Mohammad se souvient de son départ pour Neyshâbour afin d’y continuer ses études… et de sa famille qui vit toujours à Tûs. Il sait qu’à chaque instant, il est possible que les Mongols entrent à Tûs et de là, se rendent à Neyshâbour. Il pense à sa jeune épouse Leili qui insiste depuis trois jours pour quitter la ville…

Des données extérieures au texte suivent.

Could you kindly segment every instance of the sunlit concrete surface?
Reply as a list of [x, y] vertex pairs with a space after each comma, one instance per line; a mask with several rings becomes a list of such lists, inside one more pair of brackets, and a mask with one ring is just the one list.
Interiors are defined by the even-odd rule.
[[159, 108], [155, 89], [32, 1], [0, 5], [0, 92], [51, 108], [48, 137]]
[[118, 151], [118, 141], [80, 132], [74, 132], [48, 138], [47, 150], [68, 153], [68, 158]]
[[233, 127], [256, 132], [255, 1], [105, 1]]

En sortant du cours, Mohammad voit son ami Badreddin s’approcher de lui en demandant : "Où veux-tu partir, enfin ?" et en voyant l’hésitation de Mohammad, il ajoute : "Cela ne sert à rien d’aller à Tûs. Sois sûr que tes parents en sont déjà partis. Tu dois penser à ta femme… Les Mongols arriveront bientôt ici… Tu es mon meilleur ami ; nous nous connaissons bien et avons confiance l’un en l’autre, n’est-ce pas ?… Je te promets de t’emmener dans un endroit où tu seras totalement à l’abri, tu vivras confortablement, et où l’on pourra profiter de ton savoir." Mohammad demanda tout étonné : "Mais où ?" Badr dit à voix basse en lui prenant la main : "Tu verras. Maintenant va, mets ta femme au courant et préparez-vous pour le voyage ; je viendrai demain à cette même heure chez toi et nous partirons…"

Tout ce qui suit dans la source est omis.